Louis Vuitton creative chief debuts with fresh, intelligent collection to close Paris fashion week

Nicholas Ghesquiere brings novel approach to fashion giant’s familiar house codes


As Paris fashion week closed yesterday all eyes were on Nicholas Ghesquiere, the new creative head at Louis Vuitton, making his debut collection in the Louvre courtyard for the world’s most valuable luxury brand.

Replacing Marc Jacobs who stepped down after 17 years at the helm, the French designer literally let in the light, marking the start of the show with the opening of the metal shutters that surrounded the auditorium, allowing in bright rays of sunshine. It was an apt metaphor for this grounded, intelligent collection that brought a fresh new approach to the familiar house codes and its roots as a leather goods company.

The silhouette was simple and girlish.
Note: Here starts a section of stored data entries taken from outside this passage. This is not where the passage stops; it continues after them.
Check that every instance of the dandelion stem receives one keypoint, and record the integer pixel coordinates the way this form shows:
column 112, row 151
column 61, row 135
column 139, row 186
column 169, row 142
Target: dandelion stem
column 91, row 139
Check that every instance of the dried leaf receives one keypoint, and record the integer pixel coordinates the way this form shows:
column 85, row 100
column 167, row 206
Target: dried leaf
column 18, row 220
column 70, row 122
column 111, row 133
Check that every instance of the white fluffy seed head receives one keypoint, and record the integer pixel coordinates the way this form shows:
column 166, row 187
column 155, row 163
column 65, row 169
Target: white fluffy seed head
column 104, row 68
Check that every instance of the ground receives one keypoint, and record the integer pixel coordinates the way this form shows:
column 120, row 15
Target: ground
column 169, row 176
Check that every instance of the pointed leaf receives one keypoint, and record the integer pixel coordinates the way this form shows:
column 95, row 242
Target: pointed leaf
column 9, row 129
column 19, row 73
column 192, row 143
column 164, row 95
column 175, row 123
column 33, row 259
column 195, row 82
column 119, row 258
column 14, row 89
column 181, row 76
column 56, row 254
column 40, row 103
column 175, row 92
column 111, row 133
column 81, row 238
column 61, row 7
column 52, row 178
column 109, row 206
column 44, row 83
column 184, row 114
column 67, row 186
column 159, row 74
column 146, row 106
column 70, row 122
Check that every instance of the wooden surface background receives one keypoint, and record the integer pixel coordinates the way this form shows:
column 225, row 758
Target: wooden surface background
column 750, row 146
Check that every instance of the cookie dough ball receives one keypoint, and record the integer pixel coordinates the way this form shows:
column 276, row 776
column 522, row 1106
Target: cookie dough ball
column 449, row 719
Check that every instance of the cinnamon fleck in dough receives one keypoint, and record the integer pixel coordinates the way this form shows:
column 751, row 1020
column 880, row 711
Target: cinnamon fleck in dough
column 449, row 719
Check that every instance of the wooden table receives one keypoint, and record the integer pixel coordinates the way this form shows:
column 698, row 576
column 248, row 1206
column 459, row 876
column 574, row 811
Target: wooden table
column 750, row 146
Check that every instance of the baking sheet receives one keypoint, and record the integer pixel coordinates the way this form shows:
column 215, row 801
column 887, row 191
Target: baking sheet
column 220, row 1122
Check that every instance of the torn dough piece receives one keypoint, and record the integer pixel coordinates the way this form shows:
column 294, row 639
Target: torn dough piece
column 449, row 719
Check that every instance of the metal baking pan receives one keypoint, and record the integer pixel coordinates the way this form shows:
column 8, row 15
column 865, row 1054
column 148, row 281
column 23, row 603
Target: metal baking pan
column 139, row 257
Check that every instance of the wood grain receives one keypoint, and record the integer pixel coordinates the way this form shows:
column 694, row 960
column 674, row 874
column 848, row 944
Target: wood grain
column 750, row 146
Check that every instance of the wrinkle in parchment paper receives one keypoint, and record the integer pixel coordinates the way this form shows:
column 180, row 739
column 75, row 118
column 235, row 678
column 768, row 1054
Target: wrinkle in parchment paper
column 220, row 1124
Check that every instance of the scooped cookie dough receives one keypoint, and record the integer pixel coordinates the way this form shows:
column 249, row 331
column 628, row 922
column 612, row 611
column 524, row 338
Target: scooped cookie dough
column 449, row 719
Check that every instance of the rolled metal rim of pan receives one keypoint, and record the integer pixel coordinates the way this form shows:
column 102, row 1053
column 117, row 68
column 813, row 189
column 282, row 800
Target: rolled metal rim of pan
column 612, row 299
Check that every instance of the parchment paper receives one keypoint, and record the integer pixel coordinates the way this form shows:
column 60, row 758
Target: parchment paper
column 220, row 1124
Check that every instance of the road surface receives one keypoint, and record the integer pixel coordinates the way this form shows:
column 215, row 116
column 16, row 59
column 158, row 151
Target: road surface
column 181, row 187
Free of superfluous theatrics and ostentatious styling, the collection primarily focussed on leather, from neat black crocodile coats to leather and tweed A-line skirts with sporty vest tops or patterned knits cinched with leather belts.

The house’s heritage has always been harnessed to fine leather craftsmanship and this quiet opulence extended not just to new versions of its signature epi bag and patent ankle boots but to fitted dresses in nude leather and patchworked bomber jackets with bright blue skirts or shiny vinyl pants. These were everyday chic, city clothes for city girls, contrasting muted shades with bright colours, the only jarring note being the overly busy cut-out leather and silk dresses with waterfall sleeves.

Sarah Burton
There was certainly nothing everyday about Sarah Burton’s masterful, darkly romantic collection for Alexander McQueen in the riding arena of the republican guard. Instead this was the stuff of fantasy and fairytale inspired by The Beauty and the Beast, and 18th-century references abounded in the shapely tiered full skirts, embonpoint and richly elaborate embroideries.

The handcraft was extraordinary, with everything from smocking and scalloping to pleating and pompoms and the use of fur – skunk, fox and goat – lush and lavish. Hands were decorated with silver acorn jewellery, hair with cornrows and tendrils and boots tied with velvet bows.

Elizabethan in spirit, these wild snow queens belonged to another age.